Hugh Freeze has known Hank Brown much longer than when the two arrived at Auburn. The head coach has recruited his current starting quarterback since Brown was in the 10th grade, and prior to Freeze leaving Liberty for the Plains, Brown was set to join him in Lynchburg, Va.
Even before Brown started playing for the Tigers, Freeze knew he had something special about him.
"I've always felt like he had this it factor to him as an individual," the coach said.
Brown brought that factor to the field this past Saturday after learning he would be the starting quarterback for Auburn against New Mexico. While his performance wasn't perfect, it was good enough to impress his head coach. Brown finished 17-of-25 for 235 yards and four touchdowns with no interceptions in the 45-19 victory.
He was given the chance not only because of Payton Thorne's struggles but also because of what he had done in the past when he saw the field.

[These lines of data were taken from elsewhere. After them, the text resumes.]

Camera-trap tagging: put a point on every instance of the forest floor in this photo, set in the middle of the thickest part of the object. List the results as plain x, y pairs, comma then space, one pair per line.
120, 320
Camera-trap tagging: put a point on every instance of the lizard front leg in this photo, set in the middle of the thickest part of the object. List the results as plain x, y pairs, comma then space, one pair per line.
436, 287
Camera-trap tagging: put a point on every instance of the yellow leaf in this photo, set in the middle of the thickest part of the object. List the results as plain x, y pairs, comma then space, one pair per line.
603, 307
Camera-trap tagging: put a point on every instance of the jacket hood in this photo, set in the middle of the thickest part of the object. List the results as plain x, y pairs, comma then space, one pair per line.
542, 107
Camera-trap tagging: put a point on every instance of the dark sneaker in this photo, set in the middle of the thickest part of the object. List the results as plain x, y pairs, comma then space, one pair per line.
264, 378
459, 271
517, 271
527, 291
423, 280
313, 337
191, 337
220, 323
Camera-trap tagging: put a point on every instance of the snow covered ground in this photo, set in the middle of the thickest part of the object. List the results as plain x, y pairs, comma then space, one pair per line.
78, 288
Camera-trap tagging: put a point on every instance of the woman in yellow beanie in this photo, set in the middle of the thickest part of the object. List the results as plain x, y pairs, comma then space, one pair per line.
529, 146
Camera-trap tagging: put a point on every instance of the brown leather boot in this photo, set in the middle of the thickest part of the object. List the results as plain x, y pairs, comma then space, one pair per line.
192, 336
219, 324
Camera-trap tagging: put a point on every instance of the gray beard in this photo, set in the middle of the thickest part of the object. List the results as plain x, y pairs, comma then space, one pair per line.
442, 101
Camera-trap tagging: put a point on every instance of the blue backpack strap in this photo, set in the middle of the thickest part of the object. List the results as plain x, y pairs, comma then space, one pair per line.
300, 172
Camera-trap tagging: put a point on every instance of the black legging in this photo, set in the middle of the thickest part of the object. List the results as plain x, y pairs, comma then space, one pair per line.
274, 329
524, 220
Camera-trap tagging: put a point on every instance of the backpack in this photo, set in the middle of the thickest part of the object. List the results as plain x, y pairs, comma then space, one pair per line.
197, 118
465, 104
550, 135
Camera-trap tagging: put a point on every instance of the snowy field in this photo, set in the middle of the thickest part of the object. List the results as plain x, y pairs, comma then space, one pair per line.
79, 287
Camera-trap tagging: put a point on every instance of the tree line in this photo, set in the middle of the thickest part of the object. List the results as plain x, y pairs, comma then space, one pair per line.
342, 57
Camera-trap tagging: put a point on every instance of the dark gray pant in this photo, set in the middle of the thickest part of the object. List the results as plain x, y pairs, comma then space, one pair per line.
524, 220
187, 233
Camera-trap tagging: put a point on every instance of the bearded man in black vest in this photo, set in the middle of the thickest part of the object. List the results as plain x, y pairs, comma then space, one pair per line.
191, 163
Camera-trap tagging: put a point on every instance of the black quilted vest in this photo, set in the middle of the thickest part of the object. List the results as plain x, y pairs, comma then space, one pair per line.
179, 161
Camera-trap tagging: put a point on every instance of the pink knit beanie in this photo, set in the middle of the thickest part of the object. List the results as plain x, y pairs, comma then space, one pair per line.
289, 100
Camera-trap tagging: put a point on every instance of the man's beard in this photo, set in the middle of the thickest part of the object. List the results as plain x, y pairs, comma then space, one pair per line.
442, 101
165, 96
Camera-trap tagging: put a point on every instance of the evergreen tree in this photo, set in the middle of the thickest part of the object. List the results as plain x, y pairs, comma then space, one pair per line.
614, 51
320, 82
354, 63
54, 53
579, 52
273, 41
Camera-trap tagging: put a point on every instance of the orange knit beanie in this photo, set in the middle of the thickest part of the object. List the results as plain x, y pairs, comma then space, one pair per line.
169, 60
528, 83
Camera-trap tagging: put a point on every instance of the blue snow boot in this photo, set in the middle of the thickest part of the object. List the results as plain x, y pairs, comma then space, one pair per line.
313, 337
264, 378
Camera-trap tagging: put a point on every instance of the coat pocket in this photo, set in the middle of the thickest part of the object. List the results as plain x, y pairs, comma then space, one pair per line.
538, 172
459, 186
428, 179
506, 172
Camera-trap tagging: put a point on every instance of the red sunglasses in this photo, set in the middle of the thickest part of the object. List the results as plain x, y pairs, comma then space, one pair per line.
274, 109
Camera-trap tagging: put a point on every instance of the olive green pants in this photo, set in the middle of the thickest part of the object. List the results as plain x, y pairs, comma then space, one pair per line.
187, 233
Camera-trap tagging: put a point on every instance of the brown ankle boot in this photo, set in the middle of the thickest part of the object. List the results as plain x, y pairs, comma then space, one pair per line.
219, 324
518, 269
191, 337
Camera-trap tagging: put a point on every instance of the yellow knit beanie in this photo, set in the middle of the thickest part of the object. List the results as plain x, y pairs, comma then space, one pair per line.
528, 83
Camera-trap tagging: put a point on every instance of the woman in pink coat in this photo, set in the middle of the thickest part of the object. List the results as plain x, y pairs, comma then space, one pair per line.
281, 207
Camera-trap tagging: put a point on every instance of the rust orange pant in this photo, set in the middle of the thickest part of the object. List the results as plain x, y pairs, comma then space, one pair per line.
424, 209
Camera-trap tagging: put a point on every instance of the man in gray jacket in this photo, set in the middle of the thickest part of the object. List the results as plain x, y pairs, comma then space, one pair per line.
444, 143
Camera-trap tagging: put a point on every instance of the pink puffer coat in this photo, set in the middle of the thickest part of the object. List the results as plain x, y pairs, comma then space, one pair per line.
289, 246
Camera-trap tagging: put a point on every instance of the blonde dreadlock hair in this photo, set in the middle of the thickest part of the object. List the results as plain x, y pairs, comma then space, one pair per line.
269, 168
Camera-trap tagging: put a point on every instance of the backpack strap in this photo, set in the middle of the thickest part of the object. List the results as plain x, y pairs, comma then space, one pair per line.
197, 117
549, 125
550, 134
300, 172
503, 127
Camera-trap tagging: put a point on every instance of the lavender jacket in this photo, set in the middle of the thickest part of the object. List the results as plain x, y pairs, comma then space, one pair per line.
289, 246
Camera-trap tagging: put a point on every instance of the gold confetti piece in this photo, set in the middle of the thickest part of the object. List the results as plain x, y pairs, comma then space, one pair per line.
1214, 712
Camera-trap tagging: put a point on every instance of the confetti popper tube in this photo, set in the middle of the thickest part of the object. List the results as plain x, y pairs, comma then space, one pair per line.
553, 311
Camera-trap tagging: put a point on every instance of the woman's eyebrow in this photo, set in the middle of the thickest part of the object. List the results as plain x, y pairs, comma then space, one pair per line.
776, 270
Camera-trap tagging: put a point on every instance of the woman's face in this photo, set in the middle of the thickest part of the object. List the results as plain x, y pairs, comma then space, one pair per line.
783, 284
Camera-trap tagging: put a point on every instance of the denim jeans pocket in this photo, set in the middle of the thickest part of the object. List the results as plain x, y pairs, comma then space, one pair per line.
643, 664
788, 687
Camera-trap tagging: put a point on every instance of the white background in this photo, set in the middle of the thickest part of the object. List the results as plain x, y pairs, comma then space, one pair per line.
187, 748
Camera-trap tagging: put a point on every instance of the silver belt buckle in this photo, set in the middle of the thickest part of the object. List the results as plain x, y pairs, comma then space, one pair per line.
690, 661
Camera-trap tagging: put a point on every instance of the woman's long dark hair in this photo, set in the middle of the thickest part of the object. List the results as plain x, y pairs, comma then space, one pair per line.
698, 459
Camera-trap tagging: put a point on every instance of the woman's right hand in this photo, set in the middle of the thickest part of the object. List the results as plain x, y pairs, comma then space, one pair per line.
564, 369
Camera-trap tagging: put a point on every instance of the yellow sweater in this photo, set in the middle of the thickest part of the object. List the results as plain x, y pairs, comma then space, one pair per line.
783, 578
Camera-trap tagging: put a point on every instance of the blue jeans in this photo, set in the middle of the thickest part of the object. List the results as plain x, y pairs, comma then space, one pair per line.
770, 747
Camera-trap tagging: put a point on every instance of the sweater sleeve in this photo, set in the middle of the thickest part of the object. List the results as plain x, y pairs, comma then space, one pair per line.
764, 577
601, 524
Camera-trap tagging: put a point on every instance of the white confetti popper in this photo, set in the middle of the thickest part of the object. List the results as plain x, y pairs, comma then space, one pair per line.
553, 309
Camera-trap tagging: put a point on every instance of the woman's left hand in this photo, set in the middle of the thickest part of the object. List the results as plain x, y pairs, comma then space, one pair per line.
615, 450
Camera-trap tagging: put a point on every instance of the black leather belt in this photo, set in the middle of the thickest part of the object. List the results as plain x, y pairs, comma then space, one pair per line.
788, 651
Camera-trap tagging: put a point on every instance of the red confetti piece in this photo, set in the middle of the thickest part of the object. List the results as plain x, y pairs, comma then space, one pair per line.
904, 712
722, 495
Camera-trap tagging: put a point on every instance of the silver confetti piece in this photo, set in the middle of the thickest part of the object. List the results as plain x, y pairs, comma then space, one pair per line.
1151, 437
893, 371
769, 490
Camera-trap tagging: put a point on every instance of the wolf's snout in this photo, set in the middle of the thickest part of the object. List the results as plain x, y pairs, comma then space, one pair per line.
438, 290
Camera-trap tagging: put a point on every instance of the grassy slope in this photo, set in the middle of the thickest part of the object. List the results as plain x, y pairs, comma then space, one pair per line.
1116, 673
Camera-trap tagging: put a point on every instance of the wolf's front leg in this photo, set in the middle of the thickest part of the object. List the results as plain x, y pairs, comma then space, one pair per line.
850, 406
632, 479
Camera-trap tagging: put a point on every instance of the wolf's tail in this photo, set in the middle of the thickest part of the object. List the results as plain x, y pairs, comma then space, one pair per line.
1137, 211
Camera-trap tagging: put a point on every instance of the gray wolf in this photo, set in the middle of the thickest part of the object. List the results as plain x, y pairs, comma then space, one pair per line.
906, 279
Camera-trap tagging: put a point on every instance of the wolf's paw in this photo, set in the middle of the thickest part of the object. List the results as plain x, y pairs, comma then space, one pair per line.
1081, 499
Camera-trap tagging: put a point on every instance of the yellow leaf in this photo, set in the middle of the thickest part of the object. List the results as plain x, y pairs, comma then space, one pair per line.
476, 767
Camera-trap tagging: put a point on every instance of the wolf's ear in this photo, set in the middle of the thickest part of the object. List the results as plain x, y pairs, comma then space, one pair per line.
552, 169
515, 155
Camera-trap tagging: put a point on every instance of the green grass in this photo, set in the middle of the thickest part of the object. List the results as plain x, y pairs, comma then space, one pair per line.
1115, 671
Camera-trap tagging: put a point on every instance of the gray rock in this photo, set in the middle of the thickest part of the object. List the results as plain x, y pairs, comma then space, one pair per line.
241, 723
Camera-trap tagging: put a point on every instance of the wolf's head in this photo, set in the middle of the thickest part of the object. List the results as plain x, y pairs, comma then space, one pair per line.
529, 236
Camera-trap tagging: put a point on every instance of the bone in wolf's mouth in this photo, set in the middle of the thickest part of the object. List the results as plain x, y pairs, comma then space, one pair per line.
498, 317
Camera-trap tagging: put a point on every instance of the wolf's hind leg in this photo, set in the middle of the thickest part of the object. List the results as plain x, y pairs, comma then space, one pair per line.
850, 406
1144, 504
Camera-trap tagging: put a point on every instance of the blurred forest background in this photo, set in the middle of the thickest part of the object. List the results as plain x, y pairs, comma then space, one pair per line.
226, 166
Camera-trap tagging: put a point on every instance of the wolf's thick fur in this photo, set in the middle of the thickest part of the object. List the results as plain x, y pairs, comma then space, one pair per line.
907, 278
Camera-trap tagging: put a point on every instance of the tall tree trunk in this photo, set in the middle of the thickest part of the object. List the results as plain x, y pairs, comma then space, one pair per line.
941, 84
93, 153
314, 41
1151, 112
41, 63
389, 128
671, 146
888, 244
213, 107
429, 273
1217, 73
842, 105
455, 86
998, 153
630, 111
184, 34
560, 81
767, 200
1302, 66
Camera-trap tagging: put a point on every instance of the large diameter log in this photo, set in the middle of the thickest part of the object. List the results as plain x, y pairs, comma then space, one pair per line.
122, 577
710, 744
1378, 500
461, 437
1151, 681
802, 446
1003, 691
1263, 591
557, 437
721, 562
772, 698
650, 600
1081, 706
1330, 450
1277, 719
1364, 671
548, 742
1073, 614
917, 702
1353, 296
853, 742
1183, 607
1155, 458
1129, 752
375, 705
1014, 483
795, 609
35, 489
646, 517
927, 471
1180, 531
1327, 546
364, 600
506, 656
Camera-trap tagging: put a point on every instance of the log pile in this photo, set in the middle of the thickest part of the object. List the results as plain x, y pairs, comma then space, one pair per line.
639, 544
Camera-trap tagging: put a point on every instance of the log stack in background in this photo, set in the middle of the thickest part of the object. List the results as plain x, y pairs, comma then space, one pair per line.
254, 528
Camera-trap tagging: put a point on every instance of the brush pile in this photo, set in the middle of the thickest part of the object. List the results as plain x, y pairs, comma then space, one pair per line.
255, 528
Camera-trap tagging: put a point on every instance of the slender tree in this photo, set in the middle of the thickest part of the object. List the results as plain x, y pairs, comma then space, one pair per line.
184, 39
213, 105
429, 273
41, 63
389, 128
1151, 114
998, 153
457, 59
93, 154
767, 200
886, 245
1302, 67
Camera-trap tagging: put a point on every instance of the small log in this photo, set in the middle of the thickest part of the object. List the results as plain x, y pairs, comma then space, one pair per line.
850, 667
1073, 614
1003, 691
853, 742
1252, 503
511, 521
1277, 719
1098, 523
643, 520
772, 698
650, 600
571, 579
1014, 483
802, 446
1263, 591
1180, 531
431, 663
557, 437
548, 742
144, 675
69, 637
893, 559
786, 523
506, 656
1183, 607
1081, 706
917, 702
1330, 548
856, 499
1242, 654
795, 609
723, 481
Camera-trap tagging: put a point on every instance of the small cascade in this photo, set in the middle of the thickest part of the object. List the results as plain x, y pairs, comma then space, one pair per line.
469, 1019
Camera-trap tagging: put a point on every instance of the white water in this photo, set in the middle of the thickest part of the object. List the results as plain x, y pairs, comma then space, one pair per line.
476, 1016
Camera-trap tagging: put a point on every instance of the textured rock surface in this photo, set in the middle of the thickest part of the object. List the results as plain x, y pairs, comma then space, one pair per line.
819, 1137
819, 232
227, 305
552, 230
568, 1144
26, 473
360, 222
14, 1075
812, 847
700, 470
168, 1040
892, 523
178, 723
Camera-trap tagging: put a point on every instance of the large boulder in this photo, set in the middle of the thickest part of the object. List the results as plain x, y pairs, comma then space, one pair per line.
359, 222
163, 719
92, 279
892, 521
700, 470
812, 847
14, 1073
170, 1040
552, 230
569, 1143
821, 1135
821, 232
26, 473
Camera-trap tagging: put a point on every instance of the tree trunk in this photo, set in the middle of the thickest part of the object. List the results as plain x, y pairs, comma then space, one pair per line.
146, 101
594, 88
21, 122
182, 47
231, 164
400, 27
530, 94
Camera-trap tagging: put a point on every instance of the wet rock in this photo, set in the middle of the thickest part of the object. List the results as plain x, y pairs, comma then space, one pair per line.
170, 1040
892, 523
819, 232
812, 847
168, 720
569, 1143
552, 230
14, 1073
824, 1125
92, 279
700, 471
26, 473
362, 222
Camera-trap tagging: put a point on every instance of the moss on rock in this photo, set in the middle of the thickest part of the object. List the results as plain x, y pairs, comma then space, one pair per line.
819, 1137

"Every opportunity that he got here, even though the sample size was really, really small, every single time that he got that opportunity, it seemed pretty natural for him," Freeze said. "So I've always had this kind of sneaking belief that he had something to him and now we're getting ready to find out at what level."
The tests for Brown ramp up in difficulty starting this Saturday as the Tigers welcome Arkansas to Jordan-Hare Stadium in their SEC opener. There's no time for struggles, not that Freeze would cut Brown any slack in the first place. He expects the quarterback to get the job done, no matter how inexperienced. But that doesn't mean that the playbook has to be outlandish.
"It doesn't have to be some 84 plays that we have to have to win the game," Freeze said. "Let's do the plays that schematically match up with what they do and let's do them very, very well and do them over and over again with the options that we have off of them. And I think Hank can handle all that just fine."
There are things to be cleaned up by Brown, though. After reviewing Saturday's game film, Freeze saw just three needing correction other than clock awareness. One was a throw into triple coverage on a rollout play. The other two weren't wrong; there were just other better options for where he could have gone with the ball.
As for the run game, the head coach said Brown was 100 percent in getting the offense into the right rushing plays after seeing what the defense was giving.
All in all, it was a terrific outing for Brown as he got his feet wet as the starting quarterback.